Barofsky's Latest TARP Report

Neil Barofsky delivered his latest TARP report to Congress yesterday.

The government's bailout of financial institutions deemed "too big to fail" has created a risk that the United States could face a worse fiscal meltdown in the future, an independent watchdog assigned to review the program told Congress on Sunday.

The Troubled Assets Relief Program, known as TARP, has not addressed the problems that led to the last crisis and in some case those problems have festered and are a bigger threat than before, warned Neil Barofsky, the special inspector general at the Treasury Department.

"Even if TARP saved our financial system from driving off a cliff back in 2008, absent meaningful reform, we are still driving on the same winding mountain road, but this time in a faster car," Barofsky wrote.


The concept by which Barofsky says that TARP is contributing to the problem is Moral Hazard.

Moral hazard occurs when a party insulated from risk may behave differently than it would behave if it were fully exposed to the risk. In insurance, moral hazard that occurs without conscious or malicious action is called morale hazard.

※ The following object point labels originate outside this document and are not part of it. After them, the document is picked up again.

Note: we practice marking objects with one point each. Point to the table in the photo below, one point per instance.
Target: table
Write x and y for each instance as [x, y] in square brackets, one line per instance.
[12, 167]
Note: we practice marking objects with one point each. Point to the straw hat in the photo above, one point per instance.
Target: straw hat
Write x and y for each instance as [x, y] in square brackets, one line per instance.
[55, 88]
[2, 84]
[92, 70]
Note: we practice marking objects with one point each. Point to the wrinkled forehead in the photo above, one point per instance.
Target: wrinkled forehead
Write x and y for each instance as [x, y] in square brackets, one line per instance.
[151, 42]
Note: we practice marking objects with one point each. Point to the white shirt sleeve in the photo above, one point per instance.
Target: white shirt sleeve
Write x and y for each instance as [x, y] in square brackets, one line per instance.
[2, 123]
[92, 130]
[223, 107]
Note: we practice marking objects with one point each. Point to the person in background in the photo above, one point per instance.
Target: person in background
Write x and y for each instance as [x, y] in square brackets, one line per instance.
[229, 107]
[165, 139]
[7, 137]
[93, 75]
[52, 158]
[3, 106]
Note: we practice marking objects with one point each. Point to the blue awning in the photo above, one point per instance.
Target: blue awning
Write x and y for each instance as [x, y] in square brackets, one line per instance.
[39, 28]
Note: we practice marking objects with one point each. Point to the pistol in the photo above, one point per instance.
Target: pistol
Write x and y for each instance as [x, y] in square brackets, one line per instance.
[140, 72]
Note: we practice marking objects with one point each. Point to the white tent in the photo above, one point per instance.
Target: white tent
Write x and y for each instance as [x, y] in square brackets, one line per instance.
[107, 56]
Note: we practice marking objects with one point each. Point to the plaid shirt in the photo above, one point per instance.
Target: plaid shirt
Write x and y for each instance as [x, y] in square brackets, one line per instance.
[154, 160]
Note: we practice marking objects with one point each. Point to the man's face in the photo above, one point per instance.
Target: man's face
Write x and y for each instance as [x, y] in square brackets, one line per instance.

By bailing these banks out we effectively told them that no matter what risks they take we won't let them fail. TARP was the epitome of a Moral Hazard. These banks received billions because their collapse was something our economy simply couldn't take. That's a license to be reckless. That's exactly what Barofsky is worried about. It's what many that opposed TARP were worried about. Furthermore, there's been nothing put in place to fix things and Barofsky was just as worried about this.